An EBV⁺ pre-GC activated state with hallmarks of T-bet⁺ memory B cells develops in a subset of LCLs. (A) AP-eMBC cluster cells within one in-house LCL dataset exhibits an atypical memory B cell (atMBC) phenotype prone to plasma differentiation. (B) Upregulation of genes encoding receptors for IL-21, IFNG, and TLR7 ligands within identified LCL atMBCs coincide with the AP-eMBC phenotype. (C) Model experimental design to stimulate plasma cell differentiation from AP-eMBC/atMBCs within LCLs. (D) Growth analysis of LCLs treated with 2 μg/mL TLR7 agonist R848 (blue), 10 ng/mL IL-21 (orange), or both (green) versus control treatment (0.1% DMSO, red). Data are presented as mean +/- standard deviation cell counts with intra-replicate normalization to Day 0 across 3 biological replicates per condition. Statistically significance of differences (Day 3 IL-21 vs.

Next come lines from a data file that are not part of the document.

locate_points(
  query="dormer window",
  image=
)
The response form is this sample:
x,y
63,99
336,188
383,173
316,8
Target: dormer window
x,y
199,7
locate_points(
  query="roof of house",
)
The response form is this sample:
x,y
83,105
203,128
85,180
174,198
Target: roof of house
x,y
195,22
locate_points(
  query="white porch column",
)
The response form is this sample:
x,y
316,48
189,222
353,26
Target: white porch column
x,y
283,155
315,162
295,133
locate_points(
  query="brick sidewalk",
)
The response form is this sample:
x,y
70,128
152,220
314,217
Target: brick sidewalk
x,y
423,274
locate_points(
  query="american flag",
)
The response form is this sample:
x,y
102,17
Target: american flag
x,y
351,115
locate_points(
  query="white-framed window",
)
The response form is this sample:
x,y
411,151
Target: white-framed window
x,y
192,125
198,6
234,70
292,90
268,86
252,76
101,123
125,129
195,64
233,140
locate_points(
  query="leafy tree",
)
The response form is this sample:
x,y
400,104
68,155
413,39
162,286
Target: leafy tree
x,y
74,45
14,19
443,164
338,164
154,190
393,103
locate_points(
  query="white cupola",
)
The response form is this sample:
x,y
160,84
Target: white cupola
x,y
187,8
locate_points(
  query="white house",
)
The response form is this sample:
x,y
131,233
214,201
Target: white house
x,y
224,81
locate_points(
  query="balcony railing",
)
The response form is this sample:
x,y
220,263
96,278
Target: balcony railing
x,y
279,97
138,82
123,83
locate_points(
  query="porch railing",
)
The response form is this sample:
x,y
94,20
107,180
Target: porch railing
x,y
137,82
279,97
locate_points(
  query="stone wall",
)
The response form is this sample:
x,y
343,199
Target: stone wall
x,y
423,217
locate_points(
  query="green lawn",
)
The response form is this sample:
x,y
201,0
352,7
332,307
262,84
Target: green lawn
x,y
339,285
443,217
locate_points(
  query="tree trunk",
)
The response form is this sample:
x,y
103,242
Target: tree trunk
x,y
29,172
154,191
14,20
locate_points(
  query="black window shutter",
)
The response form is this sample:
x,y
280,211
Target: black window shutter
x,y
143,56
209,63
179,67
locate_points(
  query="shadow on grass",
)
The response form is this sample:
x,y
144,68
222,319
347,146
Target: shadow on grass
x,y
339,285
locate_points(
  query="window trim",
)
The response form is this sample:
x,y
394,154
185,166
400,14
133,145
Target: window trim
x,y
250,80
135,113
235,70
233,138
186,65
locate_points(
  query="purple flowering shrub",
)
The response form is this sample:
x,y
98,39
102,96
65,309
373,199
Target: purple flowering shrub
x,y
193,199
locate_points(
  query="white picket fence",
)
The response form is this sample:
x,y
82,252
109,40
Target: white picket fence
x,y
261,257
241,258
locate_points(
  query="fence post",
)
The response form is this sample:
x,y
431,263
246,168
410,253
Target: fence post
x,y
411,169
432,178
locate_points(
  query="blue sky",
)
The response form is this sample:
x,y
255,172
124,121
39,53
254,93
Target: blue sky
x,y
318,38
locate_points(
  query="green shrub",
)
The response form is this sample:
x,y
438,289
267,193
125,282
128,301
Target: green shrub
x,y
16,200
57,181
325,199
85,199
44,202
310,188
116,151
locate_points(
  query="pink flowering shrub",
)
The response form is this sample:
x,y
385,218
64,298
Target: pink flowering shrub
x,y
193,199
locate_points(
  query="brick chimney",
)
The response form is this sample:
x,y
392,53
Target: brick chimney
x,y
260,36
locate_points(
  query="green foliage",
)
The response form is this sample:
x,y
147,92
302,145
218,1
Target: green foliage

DMSO, p = 0.04 and Day 3 R848+IL-21 vs. DMSO, p = 0.016) were calculated using Welch’s t test (two-tailed, paired). (E) Representative CD23 (FCER2) expression in LCLs at Day 4 by treatment group. (F) CD27 and IgD staining of LCLs at Day 4 by treatment group to evaluate the frequency of EBV-infected double-negative (DN) B cells (IgD^-/CD27^-). (G) Gating strategy to identify DN B cell-derived plasma cells (IgD^-/CD27^-/CD23^-/CD38⁺/CD138⁺⁺) and quantification by treatment relative to control treated LCLs at Day 4. Statistical significance was evaluated by Welch’s two-tailed t-test.

Figure 7

EBV de novo infection of peripheral B cells induces a CXCR3⁺/CD11c⁺/FCRL4⁺ population that exhibits classic hyperproliferation. (A) Gating for CD19⁺/CXCR3⁺/CD11c⁺/FCRL4⁺ cells within uninfected B cells enriched from PBMCs. (B) Gating as in A) at Day 2 post-EBV infection. (C) Gating for Day 5 post-EBV infection. (D) Gating for Day 8 post-EBV infection. (E) Cell proliferation and distribution of division number over time by gated populations (all CD19⁺, CD19⁺/CXCR3⁺/CD11c⁺, and CD19⁺/CXCR3⁺/CD11c⁺/FCRL4⁺).

Figure 8

Models of EBV-driven germinal center dynamics and possible roles in priming of T-bet⁺ atypical MBC pathogenesis. (A) The Germinal Center (GC) model of EBV infection in vivo. (B) A model of perpetual GC dynamics within EBV-immortalized B cells in vitro. (C) Models of atMBC behaviors associated with pathogenic autoimmunity and potential EBV-induced priming of these responses.